Zhang, Kapur and Krishnamoorthy introduced a cover set method for designing
induction schemes for automating proofs by induction from
specifications expressed as equations and conditional equations.
This method has been implemented in the theorem prover
* Rewrite Rule Laboratory* (* RRL*) and a proof management
system * Tecton* built on top of * RRL,* and it has been
used to prove many nontrivial theorems and reason about
sequential as well as parallel programs. The cover set method is
based on the assumption that a function symbol is defined using a
finite set of terminating (conditional or unconditional) rewrite
rules. The termination ordering employed in orienting the rules is used
to perform proofs by well-founded induction. The left side of the rules are
used to design different cases of an induction scheme, and recursive calls to
the function made in the right side can be used to design appropriate
instantiations for generating induction hypotheses. A weakness of this method
is that it relies on syntactic unification for generating an induction scheme
for a conjecture. This paper goes a step further by proposing semantic
analysis for generating an induction scheme for a conjecture from a cover set.
We discuss the use of a decision procedure for Presburger arithmetic
(quantifier-free theory of numbers with the addition operation
and relational predicates >, <, not =, >=, <=) for performing
semantic analysis about numbers. The decision procedure is used to
generate appropriate induction schemes for a conjecture
using cover sets of function taking numbers as arguments.

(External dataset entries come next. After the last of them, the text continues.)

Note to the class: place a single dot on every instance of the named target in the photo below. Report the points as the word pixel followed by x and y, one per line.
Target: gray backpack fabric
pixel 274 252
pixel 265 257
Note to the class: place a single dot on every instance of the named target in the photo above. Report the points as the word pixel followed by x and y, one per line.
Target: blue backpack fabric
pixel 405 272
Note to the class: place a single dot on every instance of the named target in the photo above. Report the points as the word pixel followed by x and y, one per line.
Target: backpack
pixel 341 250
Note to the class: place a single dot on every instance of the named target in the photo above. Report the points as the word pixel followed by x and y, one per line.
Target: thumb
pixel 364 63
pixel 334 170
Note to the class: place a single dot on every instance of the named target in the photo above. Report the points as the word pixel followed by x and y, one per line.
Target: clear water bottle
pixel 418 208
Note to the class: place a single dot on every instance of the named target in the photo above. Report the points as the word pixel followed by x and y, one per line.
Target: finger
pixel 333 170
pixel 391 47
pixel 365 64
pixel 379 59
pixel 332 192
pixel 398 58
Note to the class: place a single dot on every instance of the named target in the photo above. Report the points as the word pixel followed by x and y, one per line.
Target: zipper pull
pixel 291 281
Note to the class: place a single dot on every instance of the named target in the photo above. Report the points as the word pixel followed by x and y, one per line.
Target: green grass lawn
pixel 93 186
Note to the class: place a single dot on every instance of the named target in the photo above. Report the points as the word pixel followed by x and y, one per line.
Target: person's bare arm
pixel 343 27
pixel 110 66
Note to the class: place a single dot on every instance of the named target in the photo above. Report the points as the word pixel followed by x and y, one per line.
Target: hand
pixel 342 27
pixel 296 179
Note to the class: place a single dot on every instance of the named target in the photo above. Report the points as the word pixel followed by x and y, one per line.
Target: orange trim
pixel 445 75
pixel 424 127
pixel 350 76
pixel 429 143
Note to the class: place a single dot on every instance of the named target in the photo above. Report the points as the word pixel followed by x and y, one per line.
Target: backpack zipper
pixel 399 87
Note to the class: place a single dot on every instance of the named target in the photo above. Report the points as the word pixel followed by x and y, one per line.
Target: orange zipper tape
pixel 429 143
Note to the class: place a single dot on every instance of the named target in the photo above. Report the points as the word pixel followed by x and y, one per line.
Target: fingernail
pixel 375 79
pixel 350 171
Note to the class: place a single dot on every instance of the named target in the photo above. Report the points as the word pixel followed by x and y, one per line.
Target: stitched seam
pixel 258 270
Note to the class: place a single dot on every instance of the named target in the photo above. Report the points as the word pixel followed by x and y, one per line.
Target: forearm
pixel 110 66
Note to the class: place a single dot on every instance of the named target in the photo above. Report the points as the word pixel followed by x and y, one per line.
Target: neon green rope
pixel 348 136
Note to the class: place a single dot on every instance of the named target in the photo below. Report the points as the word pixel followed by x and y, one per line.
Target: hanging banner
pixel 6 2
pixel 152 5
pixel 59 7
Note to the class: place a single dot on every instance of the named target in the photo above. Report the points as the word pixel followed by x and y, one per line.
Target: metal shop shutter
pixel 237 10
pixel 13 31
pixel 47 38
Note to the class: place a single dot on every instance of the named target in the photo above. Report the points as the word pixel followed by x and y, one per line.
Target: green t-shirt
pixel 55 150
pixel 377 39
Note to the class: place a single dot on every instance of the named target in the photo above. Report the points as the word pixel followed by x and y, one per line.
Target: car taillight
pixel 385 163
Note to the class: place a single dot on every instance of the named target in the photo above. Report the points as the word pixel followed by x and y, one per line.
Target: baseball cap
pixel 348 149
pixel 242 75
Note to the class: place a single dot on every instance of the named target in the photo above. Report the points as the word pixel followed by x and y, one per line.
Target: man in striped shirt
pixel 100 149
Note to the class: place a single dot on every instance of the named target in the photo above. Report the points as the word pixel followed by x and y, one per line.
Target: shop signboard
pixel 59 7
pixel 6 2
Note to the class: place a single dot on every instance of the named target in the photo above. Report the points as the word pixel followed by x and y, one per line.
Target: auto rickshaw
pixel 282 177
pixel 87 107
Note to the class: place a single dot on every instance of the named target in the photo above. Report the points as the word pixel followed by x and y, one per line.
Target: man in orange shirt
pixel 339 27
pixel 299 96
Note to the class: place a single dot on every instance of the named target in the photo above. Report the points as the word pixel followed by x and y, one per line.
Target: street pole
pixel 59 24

This extension of the cover set method automates proofs of many theorems
which otherwise, require human guidance and hints. The effectiveness of
the method is demonstrated using some examples which commonly arise in
reasoning about specifications and programs. It is also shown how semantic
analysis using a Presburger arithmetic decision procedure can be used for
checking the completeness of a cover set of a function defined
using operations such as + and - on numbers. Using this check, many function definitions
used in a proof of the prime factorization theorem stating that every number
can be factored uniquely into prime factors, which had to be checked manually,
can now be checked automatically in * RRL*. The use of the decision
procedure for guiding generalization for generating conjectures and merging
induction schemes is also illustrated.